Intanto Il Giornale di domenica 18 fa un bel titolo di prima
pagina con la foto di Violante in sottofondo, quale "capo del
partito dei giudici": "I DS vogliono la testa di Travaglio penna
dei girotondini". Due giorni prima la redazione de il Riformista
nella risposta all'appello di alcune personalità che spaziano
da Giampaolo Pansa a Paolo Franchi passando per Gianfranco Pasquino
e Michele Salvati dal titolo "la società civile non è solo un
girotondo" cita quale malum exemplum di "una distorsione pericolosa
(la pretesa di essere il solo interprete della Moralità pubblica)
l'invettiva del giornalista dell'Unità Marco Travaglio". In
riferimento a "ciò che è rimasto del movimento dei girotondi".
E la meritoria opera di "derattizzazione" è tutta ascrivibile
all'eroica testata nata anche con lo scopo attribuitole dai
cugini de il Foglio, e mai smentito dagli interessati, di "spianare"
i movimenti e "neutralizzare" Cofferati. Entrambi i pericoli
erano stati segnalati fin dai tempi ormai remoti dell'assise
di Castel San Pietro ma evidentemente abbastanza invano.

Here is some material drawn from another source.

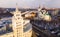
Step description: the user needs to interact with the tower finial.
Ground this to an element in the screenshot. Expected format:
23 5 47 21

E dalle pagine del Corriere della Sera (sabato 18 gennaio) Giuliano
Zincone ingaggia una requisitoria contro la società civile infiammata
dalle invettive dei Savonarola. "E' ingenuo meravigliarsi o
indignarsi, come hanno fatto molti DS e molti giornalisti dell'
Unità.Questa è la società civile, baby." E via contro "il partito
dei Savonarola e dei Robespierre, i nuovi Flagellanti che denunciano
gli arricchimenti degli avversari e dei concorrenti.Stringe
il cuore scorgere accanto a questi rampanti la veneranda canizie
di Oscar Luigi Scalfaro." E denuncia con l'intransigenza di
uno stilita che "la politica italiana assomiglia all'Isola dei
Famosi.dove si diventa famosi.per una escandescenza, perché
si sputa nel piatto dove si mangia..e c'è anche il partito di
quelli che cercano di farsi censurare..". Dopo gli anatemi il
monito "Continueremo a farci del male se lasceremo la politica
nelle mani dei poliziotti di complemento" (ibidem).
Questa è l'aria.
Alla lettera di Marco Travaglio, Furio Colombo obietta che vi
sono passaggi non condivisibili.
Attendiamo, in primo luogo come lettori di un giornale a cui
dobbiamo comunque essere grati, la risposta della direzione.
Una risposta molto importante non solo sotto il profilo redazionale,
in un momento grave per la testata e per il Paese.